Świat technologii pędzi z niesamowitą prędkością. Łapię się ciągle na tym, że czas mija tutaj bardzo szybko. Czasami wręcz wydaje mi się, że wczoraj odbyła się premiera jakiegoś smartfona, a już praktycznie na następny dzień słyszymy/piszemy/czytamy o jego następcy. Fascynujący, a zarazem trochę przerażający jest jeszcze fakt, jak szybko starzeją się – wydawałoby się – młode produkty. Coś co jest niesamowite, szybkie i wydajne rok później już nie robi takiego wrażenia, a przecież minęło raptem niewinne 12 miesięcy od premiery.

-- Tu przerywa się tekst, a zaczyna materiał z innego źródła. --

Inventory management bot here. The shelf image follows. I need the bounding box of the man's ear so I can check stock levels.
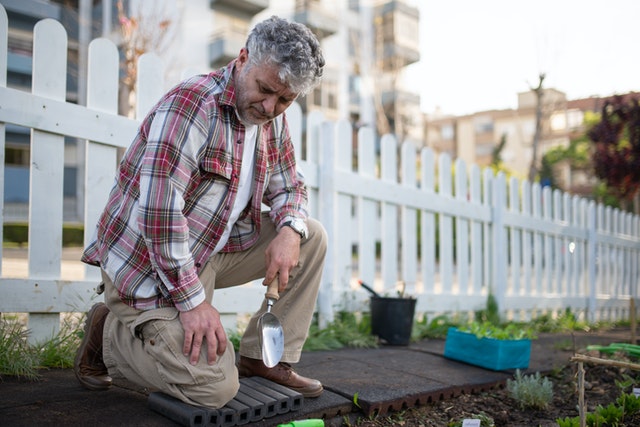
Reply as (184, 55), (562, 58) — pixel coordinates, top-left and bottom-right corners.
(236, 47), (249, 66)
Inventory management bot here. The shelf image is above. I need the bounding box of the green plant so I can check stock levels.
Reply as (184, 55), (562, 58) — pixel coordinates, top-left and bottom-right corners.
(556, 417), (580, 427)
(596, 403), (624, 426)
(0, 318), (40, 381)
(411, 314), (457, 341)
(32, 316), (86, 368)
(475, 292), (500, 325)
(447, 412), (496, 427)
(507, 369), (553, 409)
(458, 322), (536, 340)
(303, 311), (378, 351)
(616, 393), (640, 416)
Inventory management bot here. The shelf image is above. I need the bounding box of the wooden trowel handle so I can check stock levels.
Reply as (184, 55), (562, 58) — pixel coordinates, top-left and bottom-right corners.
(265, 276), (280, 301)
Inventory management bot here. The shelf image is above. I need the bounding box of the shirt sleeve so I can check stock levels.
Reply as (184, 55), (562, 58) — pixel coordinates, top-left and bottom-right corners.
(265, 114), (309, 229)
(138, 91), (207, 311)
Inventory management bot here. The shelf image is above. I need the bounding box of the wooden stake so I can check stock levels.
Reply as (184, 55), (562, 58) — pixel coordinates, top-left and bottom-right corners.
(571, 354), (640, 371)
(629, 297), (638, 344)
(578, 362), (587, 427)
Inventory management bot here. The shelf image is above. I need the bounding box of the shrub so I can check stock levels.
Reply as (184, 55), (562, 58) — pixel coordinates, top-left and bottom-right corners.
(507, 369), (553, 409)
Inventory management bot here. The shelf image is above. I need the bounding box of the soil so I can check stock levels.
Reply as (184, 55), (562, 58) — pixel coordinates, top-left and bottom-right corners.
(354, 364), (640, 427)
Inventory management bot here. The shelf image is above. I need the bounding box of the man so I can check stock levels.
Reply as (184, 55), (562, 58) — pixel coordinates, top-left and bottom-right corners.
(75, 17), (327, 408)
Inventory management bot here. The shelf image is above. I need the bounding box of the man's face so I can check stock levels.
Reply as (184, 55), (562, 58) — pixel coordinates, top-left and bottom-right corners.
(235, 49), (298, 125)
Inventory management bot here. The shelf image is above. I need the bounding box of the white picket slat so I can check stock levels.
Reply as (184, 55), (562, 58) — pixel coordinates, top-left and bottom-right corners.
(0, 6), (640, 340)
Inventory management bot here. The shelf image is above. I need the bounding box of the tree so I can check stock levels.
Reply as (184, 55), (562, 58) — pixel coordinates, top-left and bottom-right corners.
(529, 73), (545, 182)
(588, 96), (640, 211)
(117, 0), (173, 116)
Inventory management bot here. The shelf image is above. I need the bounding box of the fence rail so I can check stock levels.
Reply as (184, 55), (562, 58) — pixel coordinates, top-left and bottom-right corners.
(0, 6), (640, 340)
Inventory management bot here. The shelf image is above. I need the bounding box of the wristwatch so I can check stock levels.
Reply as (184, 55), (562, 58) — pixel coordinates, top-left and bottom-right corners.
(282, 218), (307, 240)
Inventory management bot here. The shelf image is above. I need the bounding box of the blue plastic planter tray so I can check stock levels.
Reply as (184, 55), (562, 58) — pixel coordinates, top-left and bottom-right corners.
(444, 328), (531, 371)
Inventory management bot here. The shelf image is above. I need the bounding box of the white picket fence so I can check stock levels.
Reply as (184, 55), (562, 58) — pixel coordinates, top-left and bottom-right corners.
(0, 7), (640, 340)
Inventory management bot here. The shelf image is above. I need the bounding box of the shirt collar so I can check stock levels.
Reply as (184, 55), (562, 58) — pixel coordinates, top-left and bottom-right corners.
(218, 59), (236, 109)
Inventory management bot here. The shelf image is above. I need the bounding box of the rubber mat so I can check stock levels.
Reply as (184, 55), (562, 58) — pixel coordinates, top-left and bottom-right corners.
(148, 377), (304, 427)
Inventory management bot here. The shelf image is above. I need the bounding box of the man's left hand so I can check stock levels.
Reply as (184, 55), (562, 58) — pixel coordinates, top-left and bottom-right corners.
(264, 227), (300, 292)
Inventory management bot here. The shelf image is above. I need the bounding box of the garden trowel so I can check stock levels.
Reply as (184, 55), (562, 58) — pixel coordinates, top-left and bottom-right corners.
(258, 278), (284, 368)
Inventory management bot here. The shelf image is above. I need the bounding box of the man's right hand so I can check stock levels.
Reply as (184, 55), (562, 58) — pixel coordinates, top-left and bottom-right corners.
(180, 301), (227, 365)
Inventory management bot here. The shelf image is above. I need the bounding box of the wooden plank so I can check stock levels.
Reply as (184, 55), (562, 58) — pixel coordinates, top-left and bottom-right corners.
(0, 87), (138, 148)
(28, 19), (67, 342)
(357, 128), (382, 292)
(380, 134), (399, 295)
(400, 141), (418, 296)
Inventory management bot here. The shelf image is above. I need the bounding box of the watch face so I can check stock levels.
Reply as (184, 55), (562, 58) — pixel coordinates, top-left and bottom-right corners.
(291, 219), (307, 238)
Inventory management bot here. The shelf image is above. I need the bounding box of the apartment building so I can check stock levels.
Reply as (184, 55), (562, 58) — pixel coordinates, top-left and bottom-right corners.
(0, 0), (423, 221)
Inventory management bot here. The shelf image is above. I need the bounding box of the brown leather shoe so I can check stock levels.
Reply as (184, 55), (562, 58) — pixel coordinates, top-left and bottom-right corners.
(73, 303), (112, 390)
(238, 356), (323, 397)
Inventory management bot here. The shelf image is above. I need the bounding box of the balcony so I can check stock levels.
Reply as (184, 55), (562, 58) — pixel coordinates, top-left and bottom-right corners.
(209, 30), (247, 69)
(375, 0), (420, 71)
(293, 0), (339, 40)
(209, 0), (269, 17)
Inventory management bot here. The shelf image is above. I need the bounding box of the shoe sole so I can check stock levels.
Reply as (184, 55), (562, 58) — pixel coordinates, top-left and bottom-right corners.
(73, 304), (111, 391)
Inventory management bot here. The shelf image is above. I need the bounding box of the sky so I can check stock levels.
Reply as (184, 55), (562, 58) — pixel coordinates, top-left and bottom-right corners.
(406, 0), (640, 115)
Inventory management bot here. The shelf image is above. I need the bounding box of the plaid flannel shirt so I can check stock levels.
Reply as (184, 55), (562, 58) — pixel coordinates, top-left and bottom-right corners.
(82, 62), (308, 311)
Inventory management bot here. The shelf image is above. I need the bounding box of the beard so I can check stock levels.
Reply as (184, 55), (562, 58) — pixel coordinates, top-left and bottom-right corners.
(235, 66), (273, 125)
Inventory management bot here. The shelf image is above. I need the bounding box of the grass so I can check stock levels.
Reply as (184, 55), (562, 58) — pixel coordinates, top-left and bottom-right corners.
(0, 301), (620, 380)
(0, 315), (83, 381)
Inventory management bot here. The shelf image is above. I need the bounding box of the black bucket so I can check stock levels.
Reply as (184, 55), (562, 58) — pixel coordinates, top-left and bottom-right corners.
(371, 297), (416, 345)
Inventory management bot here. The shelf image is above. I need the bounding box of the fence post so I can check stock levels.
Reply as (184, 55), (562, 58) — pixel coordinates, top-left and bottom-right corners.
(491, 172), (508, 311)
(318, 122), (338, 328)
(0, 5), (9, 276)
(587, 201), (598, 322)
(84, 38), (119, 282)
(28, 19), (67, 343)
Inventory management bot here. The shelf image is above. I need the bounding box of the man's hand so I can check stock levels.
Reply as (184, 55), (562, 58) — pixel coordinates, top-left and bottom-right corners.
(180, 301), (227, 365)
(264, 227), (300, 292)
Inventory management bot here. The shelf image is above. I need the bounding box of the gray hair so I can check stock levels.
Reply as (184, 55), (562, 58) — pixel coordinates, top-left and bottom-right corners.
(246, 16), (324, 95)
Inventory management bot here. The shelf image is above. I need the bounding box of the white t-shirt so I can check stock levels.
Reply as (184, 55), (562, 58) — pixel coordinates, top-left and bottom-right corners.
(214, 125), (258, 253)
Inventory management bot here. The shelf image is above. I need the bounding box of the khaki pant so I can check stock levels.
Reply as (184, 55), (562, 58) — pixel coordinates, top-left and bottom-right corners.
(102, 218), (327, 408)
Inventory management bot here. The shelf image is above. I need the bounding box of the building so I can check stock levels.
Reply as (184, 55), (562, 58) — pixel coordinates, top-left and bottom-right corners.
(0, 0), (423, 221)
(425, 89), (638, 196)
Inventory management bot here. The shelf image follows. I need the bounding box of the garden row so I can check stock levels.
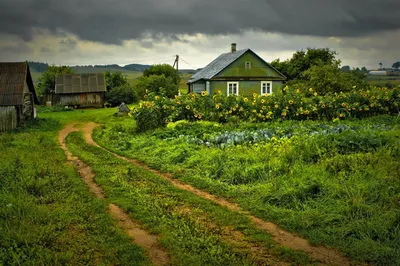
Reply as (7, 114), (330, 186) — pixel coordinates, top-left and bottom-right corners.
(133, 87), (400, 131)
(95, 115), (400, 265)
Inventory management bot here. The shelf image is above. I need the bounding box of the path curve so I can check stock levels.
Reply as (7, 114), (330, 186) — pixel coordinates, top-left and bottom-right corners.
(58, 124), (170, 266)
(83, 122), (350, 266)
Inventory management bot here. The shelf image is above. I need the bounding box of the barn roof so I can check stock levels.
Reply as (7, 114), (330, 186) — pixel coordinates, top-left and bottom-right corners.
(0, 62), (39, 106)
(55, 73), (106, 94)
(188, 49), (286, 83)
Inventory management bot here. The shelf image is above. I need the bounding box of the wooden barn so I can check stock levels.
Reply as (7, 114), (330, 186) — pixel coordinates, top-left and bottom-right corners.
(53, 73), (106, 108)
(0, 62), (39, 132)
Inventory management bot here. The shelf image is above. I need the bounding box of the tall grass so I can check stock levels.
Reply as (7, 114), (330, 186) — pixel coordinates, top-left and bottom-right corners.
(95, 116), (400, 265)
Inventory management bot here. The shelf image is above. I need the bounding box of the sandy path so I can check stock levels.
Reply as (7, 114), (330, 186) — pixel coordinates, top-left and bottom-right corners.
(83, 123), (350, 266)
(58, 124), (170, 265)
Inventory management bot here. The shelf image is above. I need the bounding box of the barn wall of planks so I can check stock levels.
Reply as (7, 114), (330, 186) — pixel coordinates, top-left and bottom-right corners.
(0, 106), (18, 132)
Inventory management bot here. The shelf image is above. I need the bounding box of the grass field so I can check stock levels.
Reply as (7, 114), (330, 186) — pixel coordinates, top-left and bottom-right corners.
(0, 110), (149, 265)
(0, 108), (313, 265)
(367, 76), (400, 87)
(31, 67), (192, 93)
(0, 96), (400, 265)
(95, 116), (400, 265)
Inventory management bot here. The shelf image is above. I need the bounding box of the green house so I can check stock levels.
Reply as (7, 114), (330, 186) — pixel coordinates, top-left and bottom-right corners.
(187, 43), (286, 97)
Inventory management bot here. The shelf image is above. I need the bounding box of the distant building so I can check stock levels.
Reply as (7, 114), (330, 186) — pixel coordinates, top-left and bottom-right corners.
(0, 62), (39, 132)
(53, 73), (106, 108)
(187, 43), (286, 96)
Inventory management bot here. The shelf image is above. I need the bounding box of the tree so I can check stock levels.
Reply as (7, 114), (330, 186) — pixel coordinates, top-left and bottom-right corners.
(105, 71), (129, 91)
(340, 66), (351, 72)
(392, 61), (400, 69)
(36, 65), (74, 95)
(302, 63), (366, 95)
(135, 74), (178, 98)
(271, 48), (340, 80)
(105, 72), (138, 107)
(143, 64), (181, 86)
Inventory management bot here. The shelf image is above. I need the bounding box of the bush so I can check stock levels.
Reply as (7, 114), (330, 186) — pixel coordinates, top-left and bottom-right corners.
(135, 75), (178, 98)
(301, 62), (366, 95)
(133, 87), (400, 131)
(105, 85), (138, 107)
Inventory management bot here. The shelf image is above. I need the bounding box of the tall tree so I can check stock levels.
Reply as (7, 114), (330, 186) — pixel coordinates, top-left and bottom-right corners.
(271, 48), (340, 80)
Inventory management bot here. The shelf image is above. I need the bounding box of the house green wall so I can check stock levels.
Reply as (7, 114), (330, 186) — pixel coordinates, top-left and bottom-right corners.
(210, 79), (283, 97)
(189, 50), (286, 97)
(214, 51), (283, 79)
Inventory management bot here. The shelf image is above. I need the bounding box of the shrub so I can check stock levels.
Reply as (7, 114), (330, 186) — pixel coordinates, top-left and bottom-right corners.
(105, 85), (138, 107)
(135, 75), (178, 98)
(134, 87), (400, 132)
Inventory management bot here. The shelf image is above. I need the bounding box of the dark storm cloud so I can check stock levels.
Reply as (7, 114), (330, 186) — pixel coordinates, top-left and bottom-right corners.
(0, 0), (400, 44)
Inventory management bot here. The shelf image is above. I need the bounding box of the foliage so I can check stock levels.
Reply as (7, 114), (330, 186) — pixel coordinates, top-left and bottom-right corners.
(105, 72), (138, 107)
(68, 132), (310, 266)
(302, 62), (366, 95)
(143, 64), (181, 84)
(133, 86), (400, 132)
(0, 119), (148, 265)
(28, 61), (49, 72)
(95, 115), (400, 265)
(105, 72), (129, 91)
(271, 48), (340, 80)
(135, 74), (178, 98)
(105, 85), (138, 107)
(36, 65), (74, 96)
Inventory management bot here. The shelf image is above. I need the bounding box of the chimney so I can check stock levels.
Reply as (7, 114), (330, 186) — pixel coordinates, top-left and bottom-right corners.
(231, 43), (236, 53)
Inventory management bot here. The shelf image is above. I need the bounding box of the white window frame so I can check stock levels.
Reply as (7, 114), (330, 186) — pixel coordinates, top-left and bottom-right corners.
(226, 81), (239, 96)
(261, 81), (272, 96)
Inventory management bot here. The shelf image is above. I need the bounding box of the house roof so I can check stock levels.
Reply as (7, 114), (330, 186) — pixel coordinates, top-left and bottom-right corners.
(55, 73), (106, 94)
(0, 62), (39, 106)
(188, 49), (286, 83)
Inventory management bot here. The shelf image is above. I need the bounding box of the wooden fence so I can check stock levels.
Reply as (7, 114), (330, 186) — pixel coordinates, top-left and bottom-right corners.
(0, 106), (17, 132)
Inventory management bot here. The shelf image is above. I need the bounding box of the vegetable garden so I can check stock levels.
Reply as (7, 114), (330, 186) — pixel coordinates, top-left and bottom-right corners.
(95, 88), (400, 265)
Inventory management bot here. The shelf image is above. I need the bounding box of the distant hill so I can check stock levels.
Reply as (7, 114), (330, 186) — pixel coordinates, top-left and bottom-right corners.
(28, 62), (196, 74)
(28, 62), (155, 73)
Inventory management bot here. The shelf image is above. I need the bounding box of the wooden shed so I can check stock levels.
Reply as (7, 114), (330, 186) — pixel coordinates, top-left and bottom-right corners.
(53, 73), (106, 107)
(0, 62), (39, 132)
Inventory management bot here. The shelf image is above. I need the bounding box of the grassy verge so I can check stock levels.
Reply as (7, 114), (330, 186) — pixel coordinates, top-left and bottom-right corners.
(95, 116), (400, 265)
(67, 133), (312, 265)
(0, 119), (148, 265)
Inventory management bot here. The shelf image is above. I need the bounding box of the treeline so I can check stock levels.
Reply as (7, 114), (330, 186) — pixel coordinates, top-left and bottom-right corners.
(28, 61), (151, 72)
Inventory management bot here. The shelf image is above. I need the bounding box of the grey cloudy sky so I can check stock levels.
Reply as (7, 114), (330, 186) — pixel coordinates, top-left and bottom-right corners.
(0, 0), (400, 68)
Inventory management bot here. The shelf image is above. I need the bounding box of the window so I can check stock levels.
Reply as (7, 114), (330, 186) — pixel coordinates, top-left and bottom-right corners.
(227, 82), (239, 95)
(261, 81), (272, 95)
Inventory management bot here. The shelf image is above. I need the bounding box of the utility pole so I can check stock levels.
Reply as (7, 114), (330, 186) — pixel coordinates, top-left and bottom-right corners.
(173, 55), (181, 96)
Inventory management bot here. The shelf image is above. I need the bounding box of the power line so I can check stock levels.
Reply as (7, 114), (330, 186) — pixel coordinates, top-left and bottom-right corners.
(180, 57), (198, 69)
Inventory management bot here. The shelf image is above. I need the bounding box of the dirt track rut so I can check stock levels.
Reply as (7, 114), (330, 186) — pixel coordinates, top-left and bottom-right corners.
(83, 123), (350, 266)
(58, 125), (170, 266)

Samsung bardzo fajnie ujął to w filmiku, który możesz obejrzeć poniżej. Bardzo mi się on spodobał, bo nie tylko poprzez ciekawy montaż w sposób płynny ukazuje poszczególne – istotne dla Samsunga – urządzenia, ale także przy okazji podkreśla ich charakterystyczne cechy, tak jak np. w postaci Galaxy S5, który spada z wierzchołka góry prosto do wody. Miło się ogląda ten film, i jest on miłym przedsmakiem w kontekście niedzielnej premiery SGS7.
Ps. Swoją drogą telefony komórkowe z pierwszych ujęć robią „duże” wrażenie – i to dosłownie ;).